-----BEGIN PGP SIGNED MESSAGE----- On Sat, 11 May 1996, Anonymous User wrote:
Black Unicorn wrote:
In this case the people paying the offshore company for Mr. May's services are also subject to reporting requirements and a 30% withholding tax for which they will be held liable.
Nobody pays offshore for Mr. May.
Except see footnote 1.
They pay a domestic corporation for his services. The corporation pays Mr. May a sufficient taxable salary for his domestic expenses.
Footnote 1:
Anything above that (i.e. money that Mr. May don't need right now) is paid to the offshore entity as (for instance) deductible license fees.
Looks like someone paying offshore for Mr. May to me. Again, 30% withholding requirement unless you intend to hide it. The only way to avoid this is to conceal Mr. May's involvement. I really suggest you read some U.S. tax code provisions.
The payment should probably go to a jurisdiction with a double taxation agreement with the US, like Holland or Ireland.

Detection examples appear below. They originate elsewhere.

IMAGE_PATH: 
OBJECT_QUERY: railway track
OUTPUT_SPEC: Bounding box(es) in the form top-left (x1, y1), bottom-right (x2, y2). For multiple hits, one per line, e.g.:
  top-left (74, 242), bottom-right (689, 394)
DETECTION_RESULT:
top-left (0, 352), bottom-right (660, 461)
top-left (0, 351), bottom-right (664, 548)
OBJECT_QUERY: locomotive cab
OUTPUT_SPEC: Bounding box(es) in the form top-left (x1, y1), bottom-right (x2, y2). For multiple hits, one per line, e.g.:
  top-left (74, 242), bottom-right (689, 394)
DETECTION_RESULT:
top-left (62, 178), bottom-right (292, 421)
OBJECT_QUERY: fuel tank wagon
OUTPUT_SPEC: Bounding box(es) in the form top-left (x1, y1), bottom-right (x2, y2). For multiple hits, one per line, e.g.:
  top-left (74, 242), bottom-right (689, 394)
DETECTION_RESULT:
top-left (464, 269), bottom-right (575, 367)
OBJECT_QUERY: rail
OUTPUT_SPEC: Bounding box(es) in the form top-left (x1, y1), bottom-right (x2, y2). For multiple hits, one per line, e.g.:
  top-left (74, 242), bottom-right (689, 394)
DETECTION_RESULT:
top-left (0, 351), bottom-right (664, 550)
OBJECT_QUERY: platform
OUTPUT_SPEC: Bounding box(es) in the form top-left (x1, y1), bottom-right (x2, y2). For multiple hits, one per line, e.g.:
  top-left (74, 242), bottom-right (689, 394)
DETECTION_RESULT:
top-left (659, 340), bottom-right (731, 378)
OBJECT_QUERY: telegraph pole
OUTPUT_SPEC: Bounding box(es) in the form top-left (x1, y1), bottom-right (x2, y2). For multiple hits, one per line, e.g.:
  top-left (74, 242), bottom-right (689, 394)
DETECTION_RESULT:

In Ireland it's easy to setup a tax free corporation that sends all it's income to an offshore trust, where the money stays until Mr. May needs them.
Such a jurisdiction will have extensive information sharing provisions with the United States. If you're planning on secrecy, avoid jurisdictions with tax treaties. Also note that payments to an account for which Mr. May is the beneficiary can trigger realization in several circumstances. In this case the offshore entity can easily be classified as a Foreign Personal Holding Company. The resulting assets will be taxed per Subpart F income. (i.e. without regard to their distribution). If the offshore entity is held by U.S. stockholders it is going to cause major problems. If not it still has major problems. What you fail to mention is that in the event Mr. May actually holds the assets until his retirement, he will still have to deal with realization and full taxation when he taps into the funds. You also fail to mention the reporting requirements for U.S. citizens holding offshore assets of significant size. Because this plan can't seem to decide if it is secret or not, it has serious shortcomings.
This adds the requirement that the individuals or corporations receiving Mr. May's service be involved in this conspiracy. If they could have been, why do you need the offshore connection? Why not just conspire with them to pay Mr. May in cash and not report it?
They just deal with the vice president of a typical domestic consulting corporation. That the CEO of the company is an alcoholic living on a park bench (for the ultra cheep setup) is nobody's business. He's on permanent vacation for all they care.
The example given looked to take advantage of large numbers of fictitious employees all participating in the endeavor. This is foolish. Even in your example above, secrecy is poorly thought out. Either it is a tax avoidance plan, or it is a tax evasion plan. Which is it? Practically speaking I think you have merely altered the plan to adjust for my comments and are stuck between both fact scenerios now.
If your above scheme is intended merely to conceal funds it is a fairly poor example as it depends on the secrecy of each and every 'employee' of the company.
Only one individual and he's too drunk to remember anything.
See above. See also foreign personal holding company and passive income provisions. Wherever Mr. May sends his money it is still subject to taxation in the United States if Mr. May is a citizen. Structuring the payments to an offshore entity in an attempt to avoid taxation on those payments is an attempt to get the IRS to honor form over substance. Good luck.
Continue your participation in such a plan. I will send you cigs.
Thanks, but I can afford Cuban cigars. I'm selling setup's like the above for a very nice fee.
Caveat emptor. (What's the name of your firm by the way? Or do you prefer to keep it concealed? I would think you'd advertize it here if you had anything worth selling). Your ilk, (other examples of which can be found in the back of The Economist, and Soldier of Fortune), are a small step above "get rich quick" types. Off the shelf companies and trusts have their uses but anyone proposing to sell a standard tax avoidance/evasion setup off the shelf should trigger major alarm bells. Cuban's will serve you better in a federal country club than cigs, this I admit.
And this is the kiddie version of serious tax planning. After all, Mr.May would still pay taxes on his domestic spending.
I think calling this any kind of version of serious tax planning is inaccurate.